- The AUD/USD pair has rallied substantially this year.
- This is because of the strong Chinese economy, higher commodity prices, and a weaker dollar.
- Will this trend continue in the coming year?
The Australian dollar is on track for its best annual performance in a decade boosted by a weaker US dollar, resurgence of the Chinese economy, higher commodity prices, and the overall handling of the coronavirus pandemic. The AUD/USD has soared by more than 10% this year and by 40% from its year-to-date low of 0.5500.
Robust China economy
The Australian dollar is often viewed as a proxy for the Chinese economy. That’s because China buys more than a third of all Australia’s exports. It is also a vital consumer of Australia’s services, like education and entertainment.
While China was the source of the coronavirus, the country managed to handle it well. It only recorded less than 100,000 cases and a few thousand deaths. That was remarkable, considering that China has a population of more than 1 billion people.

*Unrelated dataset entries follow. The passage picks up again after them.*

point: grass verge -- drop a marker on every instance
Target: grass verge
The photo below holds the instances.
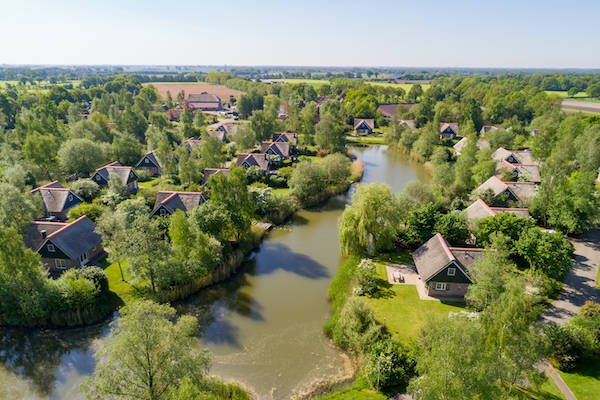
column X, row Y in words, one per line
column 584, row 380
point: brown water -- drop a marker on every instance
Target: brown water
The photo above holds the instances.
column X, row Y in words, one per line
column 263, row 326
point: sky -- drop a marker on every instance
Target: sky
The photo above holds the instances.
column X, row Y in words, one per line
column 424, row 33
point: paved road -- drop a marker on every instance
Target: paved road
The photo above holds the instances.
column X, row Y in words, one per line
column 581, row 105
column 580, row 284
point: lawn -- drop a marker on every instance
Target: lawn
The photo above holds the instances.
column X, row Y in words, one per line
column 124, row 291
column 401, row 310
column 584, row 381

Therefore, after tumbling in the first quarter, the Chinese economy bounced back by 3.2% in the second quarter. It then soared by a remarkable 5.2% in the third quarter. And the government expects an annual increase of about 6.0% in 2020. This is a significant feat considering that the overall global economy will decline by about 3% this year, according to the IMF and the World Bank.

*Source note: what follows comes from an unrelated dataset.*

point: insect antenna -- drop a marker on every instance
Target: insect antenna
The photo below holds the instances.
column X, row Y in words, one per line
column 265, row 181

A resurgent Chinese economy boosted commodity prices. Indeed, as shown below, the Bloomberg Commodities Index (BCOM) managed to bounce by more than 30% from the YTD low of $59.52 in March to $77 in December. In the investment world, the Australian dollar is viewed as a proxy for commodities because of the vast amount of raw materials the country ships.
Bloomberg Commodities Index
A resurgent China and higher commodities prices made the Australian economy do better than its peers. For example, in the second quarter of the year, the Australian economy declined by 7.2%. In contrast, the American and European economies contracted by more than 20% during this period. The economy later rebounded by 3.3% in the third quarter.
Weaker dollar in play
The AUD/USD pair also soared because of the overall weaker US dollar. The closely-watched dollar index (DXY) declined by more than 7% in 2020. Indeed, the currency fell against all currencies in the G10 and most emerging market currencies.

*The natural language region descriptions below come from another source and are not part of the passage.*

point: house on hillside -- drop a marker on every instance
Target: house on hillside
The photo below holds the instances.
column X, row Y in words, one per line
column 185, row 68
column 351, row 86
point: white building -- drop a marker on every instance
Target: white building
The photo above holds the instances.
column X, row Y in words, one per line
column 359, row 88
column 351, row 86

This happened because of the Federal Reserve, which unleashed its biggest liquidity ever. It lowered interest rates to zero and launched an ambitious open-ended quantitative easing policy. This QE led it to print trillions of dollars, which pushed its balance sheet to more than $7.7 trillion.
Meanwhile, in Australia, the Reserve Bank of Australia (RBA) also unveiled its coronavirus defense strategy. It lowered interest rates to an all-time low and announced a QE program. Also, it signaled its willingness to push interest rates negative for the first time. This will possibly not happen because of the overall recovery of the economy.
AUD/USD technical outlook
On the daily chart, we see that the AUD/USD price has been on a steady upward trend in the past few months. It is now at the highest level since April 2018. Subsequently, it has moved above the 50-day and 25-day exponential moving averages (EMAs).
The Relative Strength Index (RSI) is also hovering near the overbought level of 70. Notably, the pair is above the important support level of 0.7412.
Therefore, while the pair will continue rising, there is a possibility that it will go through a pullback. If this happens, the level to watch will be the August high at 0.7412.